Though the Hornady, Armscor, and CCI were all very similar in their performance, the Federal ammunition was clearly the outlier in the group. My average group size was 2.1″ at 50 yards, which is over twice the size of the Hornady and Armscor groups. Not surprisingly, the 30gr bullets were the fastest of the group with an average velocity of 2,103. It also had the least consistent velocities of the four different brands with an extreme spread of 180 feet per second and a standard deviation of 54.

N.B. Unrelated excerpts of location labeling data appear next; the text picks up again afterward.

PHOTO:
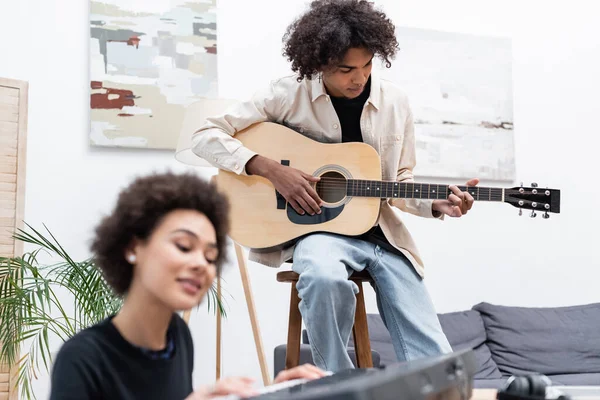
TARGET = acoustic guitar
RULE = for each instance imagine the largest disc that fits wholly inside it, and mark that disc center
(350, 187)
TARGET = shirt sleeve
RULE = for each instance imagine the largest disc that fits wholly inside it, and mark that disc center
(215, 140)
(72, 375)
(408, 160)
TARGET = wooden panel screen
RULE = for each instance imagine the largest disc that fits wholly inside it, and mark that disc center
(13, 128)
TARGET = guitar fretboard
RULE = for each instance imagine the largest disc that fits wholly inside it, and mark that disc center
(406, 190)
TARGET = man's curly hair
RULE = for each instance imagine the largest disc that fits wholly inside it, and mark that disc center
(141, 207)
(325, 33)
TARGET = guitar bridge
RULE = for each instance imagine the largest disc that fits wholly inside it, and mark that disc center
(280, 199)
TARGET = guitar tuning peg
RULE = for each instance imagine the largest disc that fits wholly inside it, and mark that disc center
(533, 214)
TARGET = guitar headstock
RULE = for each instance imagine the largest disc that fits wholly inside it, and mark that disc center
(534, 199)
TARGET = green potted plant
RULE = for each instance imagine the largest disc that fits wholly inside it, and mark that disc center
(39, 303)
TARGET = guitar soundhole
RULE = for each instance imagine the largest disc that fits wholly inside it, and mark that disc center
(332, 187)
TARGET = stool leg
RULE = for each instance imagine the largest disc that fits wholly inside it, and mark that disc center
(292, 354)
(360, 330)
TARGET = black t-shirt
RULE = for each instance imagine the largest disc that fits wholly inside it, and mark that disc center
(98, 363)
(349, 112)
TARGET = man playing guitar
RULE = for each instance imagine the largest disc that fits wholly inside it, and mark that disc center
(333, 96)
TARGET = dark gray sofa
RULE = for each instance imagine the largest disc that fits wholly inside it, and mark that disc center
(560, 342)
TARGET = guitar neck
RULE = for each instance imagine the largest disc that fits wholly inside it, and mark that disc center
(413, 190)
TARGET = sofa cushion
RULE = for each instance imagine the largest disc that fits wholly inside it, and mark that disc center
(551, 341)
(465, 329)
(575, 379)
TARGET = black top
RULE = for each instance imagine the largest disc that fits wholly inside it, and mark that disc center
(98, 363)
(349, 112)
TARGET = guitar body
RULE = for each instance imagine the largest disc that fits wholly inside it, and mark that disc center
(262, 220)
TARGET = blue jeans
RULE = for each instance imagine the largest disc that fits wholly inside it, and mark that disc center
(327, 299)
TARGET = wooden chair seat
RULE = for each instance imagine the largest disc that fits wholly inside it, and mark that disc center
(360, 330)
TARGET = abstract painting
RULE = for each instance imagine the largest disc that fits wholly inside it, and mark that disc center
(148, 61)
(459, 87)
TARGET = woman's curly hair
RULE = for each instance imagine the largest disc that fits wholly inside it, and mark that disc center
(139, 210)
(324, 34)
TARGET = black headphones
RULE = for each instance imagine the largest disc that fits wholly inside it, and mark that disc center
(527, 387)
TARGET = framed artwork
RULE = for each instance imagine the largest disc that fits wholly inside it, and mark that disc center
(459, 87)
(148, 61)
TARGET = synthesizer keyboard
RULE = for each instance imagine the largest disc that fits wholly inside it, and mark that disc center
(421, 379)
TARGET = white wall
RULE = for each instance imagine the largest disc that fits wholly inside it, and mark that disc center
(490, 255)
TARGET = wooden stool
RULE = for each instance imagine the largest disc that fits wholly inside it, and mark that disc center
(360, 330)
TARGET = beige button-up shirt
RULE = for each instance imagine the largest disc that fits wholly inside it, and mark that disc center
(386, 124)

Also of note was the fact that, even with the rear sight all the way down, the Federal ammo was still hitting about 2″ high at 50 yards. This, along with the poor accuracy of the round, indicates to me that it is not a great choice for use in this particular rifle. You might get different results by using it in a different rifle or pistol, but I would not recommend using it in a Henry Small Game Rifle.
Overall, I was pretty happy with the performance of the Hornady, Armscor and CCI .22 Magnum ammo. All three were relatively accurate, consistent, reliable, and shot to approximately the same point of impact at 50 yards. Though the Federal ammunition did not perform very well in my rifle, that doesn’t necessarily mean it is bad quality ammunition and it may very well do much better in a different firearm. Just make sure you try it out at the range to see how it performs in your firearm before you take it hunting or trust your life with it.
At this point, I’m probably going to use the 45gr Hornady Critical Defense ammo as my primary hunting ammunition this fall with the Armscor ammo as a back-up. Of the four types of .22 Magnum ammo I’ve shot through my rifle, the Hornady gave me the best balance of accuracy and consistency out of the group. However, the Armscor ammo wasn’t far behind, so I’ll probably try them both out on some small game later this year. At this point I can’t comment about the terminal performance of these different types of ammo, but I will as soon as I get a chance to see how they do in the field.